E proprio nella realtà più cruda affonda il film di Anderson, e lo fa con tutta la fisicità di cui può disporre: a partire dal titolo, "There will we blood", che secondo me è anche un po' un monito per lo spettatore, alla fotografia, che tratta la terra come un corpo umano e il petrolio come fosse davvero sangue vivo, alla magistrale interpretazione di Daniel Day Lewis, che si è conquistato meritatamente l'Oscar per ogni singolo sguardo con cui ha bucato la camera.
La cattiveria, dicevo: cattivo è un termine che discende dal latino e che ha come significato originario quello di "prigioniero".
Prigioniero del peccato, secondo la logica cristiana, prigioniero di se stesso come credo sia questo, mirabilmente, il caso.

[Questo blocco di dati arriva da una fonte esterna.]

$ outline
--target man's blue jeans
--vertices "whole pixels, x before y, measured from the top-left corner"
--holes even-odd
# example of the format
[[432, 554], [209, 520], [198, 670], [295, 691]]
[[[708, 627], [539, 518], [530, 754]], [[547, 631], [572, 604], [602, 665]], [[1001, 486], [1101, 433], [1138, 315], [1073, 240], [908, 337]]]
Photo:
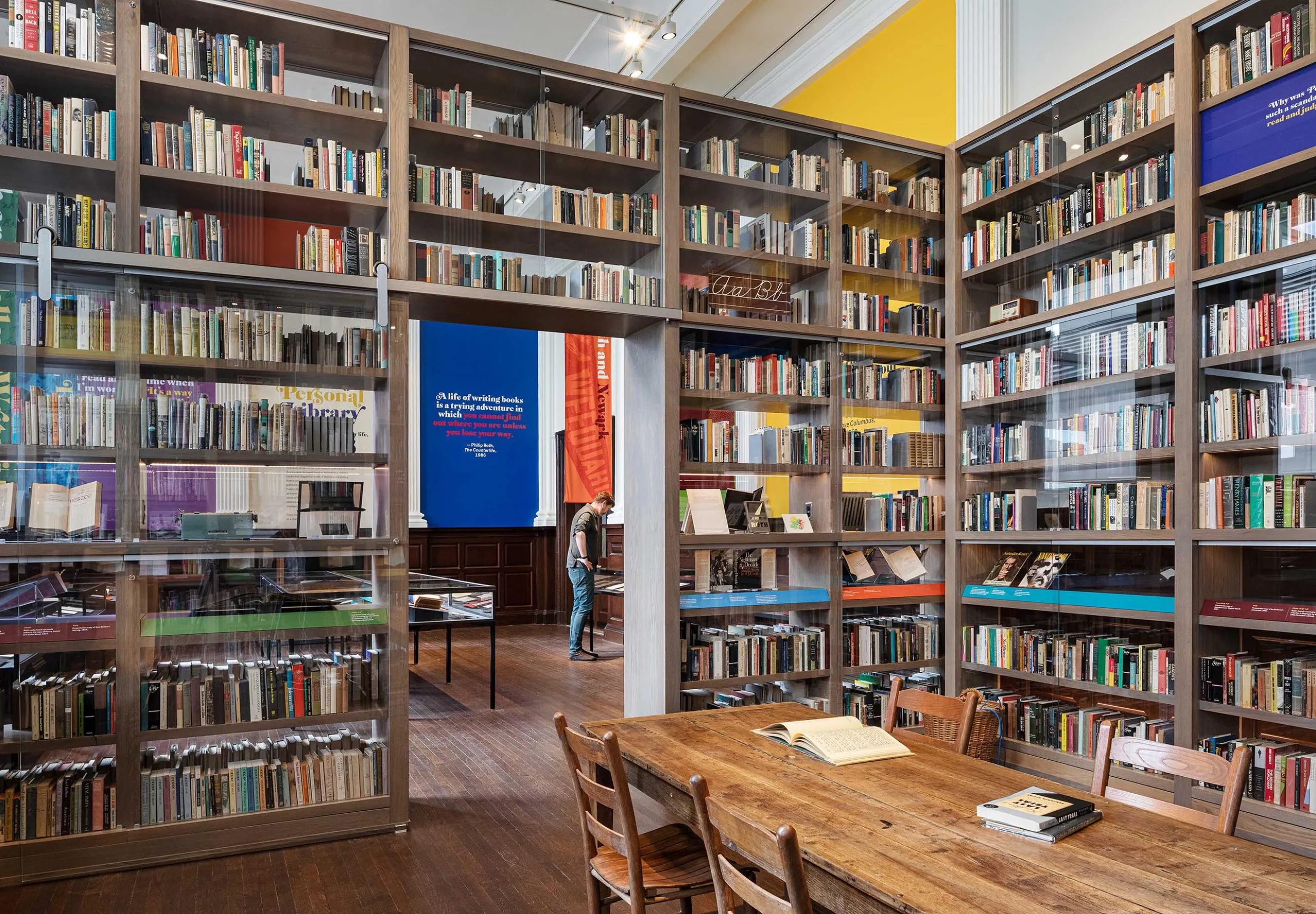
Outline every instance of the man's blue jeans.
[[572, 654], [580, 650], [580, 635], [584, 621], [594, 612], [594, 573], [582, 564], [567, 568], [571, 579], [571, 639], [567, 642]]

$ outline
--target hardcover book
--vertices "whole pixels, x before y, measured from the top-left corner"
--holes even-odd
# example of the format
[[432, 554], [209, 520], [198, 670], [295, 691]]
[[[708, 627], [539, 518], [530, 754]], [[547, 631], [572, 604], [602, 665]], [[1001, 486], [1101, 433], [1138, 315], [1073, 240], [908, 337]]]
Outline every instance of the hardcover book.
[[983, 584], [991, 584], [995, 587], [1015, 587], [1020, 577], [1024, 576], [1024, 569], [1028, 568], [1028, 560], [1033, 558], [1032, 552], [1011, 551], [1001, 552], [1000, 559], [992, 565], [992, 569], [987, 572], [987, 579]]
[[1028, 572], [1024, 573], [1020, 587], [1033, 587], [1045, 590], [1055, 583], [1055, 577], [1061, 573], [1061, 568], [1065, 567], [1069, 556], [1069, 552], [1038, 552], [1037, 558], [1033, 559], [1033, 564], [1028, 567]]

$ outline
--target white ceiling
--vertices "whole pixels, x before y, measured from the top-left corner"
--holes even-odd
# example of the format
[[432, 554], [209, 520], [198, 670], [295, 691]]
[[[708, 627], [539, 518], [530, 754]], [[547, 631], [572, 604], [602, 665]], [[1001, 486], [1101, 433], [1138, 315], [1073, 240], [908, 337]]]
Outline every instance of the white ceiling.
[[[620, 72], [626, 20], [572, 5], [609, 0], [374, 0], [367, 14], [515, 51]], [[362, 12], [359, 0], [320, 0]], [[678, 38], [640, 51], [645, 76], [713, 95], [776, 104], [871, 34], [905, 0], [625, 0]], [[672, 12], [674, 11], [674, 12]], [[649, 29], [644, 29], [647, 34]]]

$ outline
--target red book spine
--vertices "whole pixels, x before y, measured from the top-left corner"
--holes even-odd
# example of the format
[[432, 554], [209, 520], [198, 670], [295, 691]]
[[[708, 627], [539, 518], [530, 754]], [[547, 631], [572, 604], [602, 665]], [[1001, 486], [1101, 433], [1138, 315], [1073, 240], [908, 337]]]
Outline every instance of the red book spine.
[[1275, 802], [1275, 747], [1266, 747], [1266, 793], [1263, 798], [1267, 804]]
[[25, 0], [22, 7], [22, 49], [25, 51], [39, 50], [37, 36], [41, 32], [41, 22], [37, 16], [37, 0]]
[[246, 178], [242, 168], [242, 125], [234, 124], [229, 133], [233, 135], [233, 176]]
[[292, 715], [307, 715], [307, 677], [300, 661], [292, 664]]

"There will we blood" è un film che parla di avidità, lo fa mettendo a confronto i due grandi sistemi che tengono insieme il pianeta: il Capitalismo e la Religione (in conflitto o in accordo tra loro a seconda dell'opportunità del momento) e lo fa soprattutto costruendo un percorso narrativo intelligente: man mano che dalla terra fuoriesce il petrolio, Daniel Plenview, il protagonista, si svuota della sua umanità in un crescendo sempre più "mostruoso": come già detto Daniel Day Lewis è talmente bravo da annullare completamente se stesso per dar vita a questo imponente personaggio, mozzando in più punti il respiro per la sua capacità di immedesimazione.
Alla fine quello che resta è uno scheletro di avidità a cui resta aggrappata una pelle avvizzita di crudeltà e ferocia, raccapricciante proprio come solo un cadavere in decomposizione potrebbe essere.
Un uomo prigioniero della sua stessa smania, carnefice di se stesso prima ancora che degli altri.
Un film imponente, a tratti "epico" ma di un'epica al contrario, priva di eroi.
Ve lo consiglio caldamente, da rivedere almeno un paio di volte per cogliere meglio i dettagli.